Higher Level Characters
The history of D&D is rife with people asking about people who showed up with "their preexisting 15th level supercharacter" to a session and expected to play it. In 20 years I've never seen that or been part of a group that would countenance it for even a moment. Except for the Organized Play campaigns (since characters are strictly rules-bound), there's a general understanding that a character is in one campaign/setting and does not "port over" to another unless there's something quite specific and unusual going on. All my points above about bringing a character to the table assume campaign start chargen and not bringing a pre-played character.

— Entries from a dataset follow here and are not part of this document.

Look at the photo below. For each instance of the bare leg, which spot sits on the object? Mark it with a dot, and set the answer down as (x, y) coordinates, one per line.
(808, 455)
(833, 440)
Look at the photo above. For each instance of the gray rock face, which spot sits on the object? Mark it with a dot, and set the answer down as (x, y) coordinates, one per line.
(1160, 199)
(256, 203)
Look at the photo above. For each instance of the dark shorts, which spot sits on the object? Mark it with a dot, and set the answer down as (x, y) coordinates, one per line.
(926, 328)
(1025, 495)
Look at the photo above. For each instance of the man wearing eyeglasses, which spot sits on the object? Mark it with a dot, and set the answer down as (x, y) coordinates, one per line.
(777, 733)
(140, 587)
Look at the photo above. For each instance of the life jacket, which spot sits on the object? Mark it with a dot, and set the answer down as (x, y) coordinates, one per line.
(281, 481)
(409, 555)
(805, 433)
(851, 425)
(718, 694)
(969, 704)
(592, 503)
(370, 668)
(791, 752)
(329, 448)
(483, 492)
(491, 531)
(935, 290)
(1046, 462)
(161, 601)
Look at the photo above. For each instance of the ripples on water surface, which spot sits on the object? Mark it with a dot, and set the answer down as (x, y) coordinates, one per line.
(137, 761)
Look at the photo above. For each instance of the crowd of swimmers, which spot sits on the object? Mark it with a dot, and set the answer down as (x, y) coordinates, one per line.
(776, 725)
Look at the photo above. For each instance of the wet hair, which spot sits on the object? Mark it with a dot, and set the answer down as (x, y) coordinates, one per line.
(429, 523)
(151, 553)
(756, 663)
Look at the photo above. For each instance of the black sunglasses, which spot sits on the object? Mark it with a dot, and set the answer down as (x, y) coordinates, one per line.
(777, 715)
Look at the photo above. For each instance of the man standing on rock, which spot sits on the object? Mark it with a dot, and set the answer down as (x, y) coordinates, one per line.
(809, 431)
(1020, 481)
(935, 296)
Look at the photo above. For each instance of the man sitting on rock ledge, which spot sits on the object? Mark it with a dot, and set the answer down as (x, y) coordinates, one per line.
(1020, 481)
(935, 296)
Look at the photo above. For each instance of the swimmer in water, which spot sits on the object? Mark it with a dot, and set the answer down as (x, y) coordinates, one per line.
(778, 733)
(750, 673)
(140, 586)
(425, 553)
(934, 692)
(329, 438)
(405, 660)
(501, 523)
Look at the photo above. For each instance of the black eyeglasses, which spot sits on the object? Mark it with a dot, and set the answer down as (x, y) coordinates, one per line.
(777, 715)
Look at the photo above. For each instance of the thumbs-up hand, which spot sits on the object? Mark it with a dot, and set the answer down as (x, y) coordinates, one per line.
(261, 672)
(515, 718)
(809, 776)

I've games with a lot of people for more than 20 years so I've done each. I tend to prefer making separate with light pre-guidance, as I tend to prefer simulation and character immersion and that's the best approach for that gaming style. We do still do the others in special cases - "short couple session campaign of Blowback," or one shots, or games where the game prescribes an approach - but if it's something neutral then the GM provides loose parameters and the players toss stuff out by email to each other if they are the kind that likes to do that.
Because in the end people like a lot of different things about gaming. Things that are not going to be reconciled in a chargen session. We have one guy who kinda gets bored of characters and doesn't mind them dying to get a new one after a while. Other players don't do that. Some like to be secretive and have a big background that is a surprise in play, others don't care. The more chargen is shared, the more you are forcing a single approach, which is fine if you have a group of people that are really all aligned on their goals. Sure, too little of that and you can have misalignment in play - but that's a much more mitigatable syndrome. Like in modern society, people can believe all kinds of things as long as they act a certain way in public - it allows for a safety valve for diversity while allowing enough uniformity to make things work.